Он огляделся вокруг, прищурился, усмехнулся. Он был уверен в справедливости своих слов. Но вместе с тем он смутно чувствовал, что они похожи на мыльные пузырики, которые некоторое время висят в неподвижном воздухе, а потом лопаются и падают на землю наподобие маленьких, быстро высыхающих плевочков. По крайней мере, такое чувство у него было, когда он произнес:
— Да вы сами бы что — если надо — не подались?..
— Не знаю, как другие, а я бы — нет, — первой отозвалась Татьяна Лаврова, сдвинув прямые, широкие брови, они резко выделялись на ее побелевшем лице. Должно быть, ей не просто дались эти слова, но в классе знали: Таня всегда говорит то, что думает, чего бы ей это ни стоило.
— А по-моему, это все равно, что отречься... Отказаться... Да!.. — вскочил, блестя выпуклыми горячими глазами, Ашот Мамиконян. — Это все равно, что от своих отца-матери отказаться — разве нет?..

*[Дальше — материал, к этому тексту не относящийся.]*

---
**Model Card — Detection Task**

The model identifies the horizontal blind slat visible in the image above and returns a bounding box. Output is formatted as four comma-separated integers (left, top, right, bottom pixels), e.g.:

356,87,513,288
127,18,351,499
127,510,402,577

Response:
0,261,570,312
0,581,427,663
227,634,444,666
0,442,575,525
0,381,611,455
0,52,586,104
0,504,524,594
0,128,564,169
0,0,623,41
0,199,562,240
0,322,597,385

— Вот именно, — сказал Андрей Канаркин, считающий себя чехом, а значит — стороной нейтральной. — Вот именно, — повторил он и пригладил рыжий чубчик, всегда встававший торчком, когда он волновался. — Это ведь получается — от своего народа отречься, от всех... От Карла Маркса... От Генриха Гейне... От Левитана... Шагала... Писарро... Модильяни... Да, да, я читал — Писарро и Модильяни... — Ему поверили даже те, кто и слыхом не слыхал до сих пор ни про Писарро, ни про Модильяни: отец у Андрея был художник.
И мало того: в поддержку Андрею стали называть разные знаменитые имена — тут были и Зигмунд Фрейд, и Чарли Чаплин, и певец Утесов, и браться Рубинштейны, основавшие консерватории в Москве и Петербурге, и тут, разумеется, пригодились сведения, добытые Диной с помощью ее отца, и пригодились они не только для того, чтобы напомнить о братьях Рубинштейнах, но и для того, чтобы под горячую руку не зачислить в евреи, скажем, поэта Твардовского или маршала Жукова, попутно возникали и такие варианты...
И Лора Дынкина, и Майи Сапожникова, и Мишель Ципкус сидели пристыженные, стараясь не смотреть друг на друга. Только Игорь Дерибасовский делал вид, что разговор никоим образом его не касается, и смотрел в окно.
— Эх вы, — сокрушенно произнес Витька Зубченко, — выходит, из вас одна Динка правду любит...
На такой вот невеселой ноте завершилась внезапно загоревшаяся дискуссия, которая, как и все подобные дискуссии, не принесла радости никому из участников. Однако напоследок строгое сердце Тани Лебедевой дрогнуло и смягчилось.
— Легко нам говорить... — вздохнула она. И в ее приглушенном голосе послышался упрек, адресованный на этот раз другой стороне.
10
Многое из того, что произошло затем в школе №66, люди, располагавшие мало-мальским жизненным опытом, смогли бы предвидеть заранее. Например, шквал телефонных звонков, обрушившихся на директрису день или два спустя.
11
— Что это за сионистскую пропаганду развели у вас в школе?..
— Какую-какую?..
— Сионистскую!
— Сионистскую? В моей школе?.. Вы что-то путаете...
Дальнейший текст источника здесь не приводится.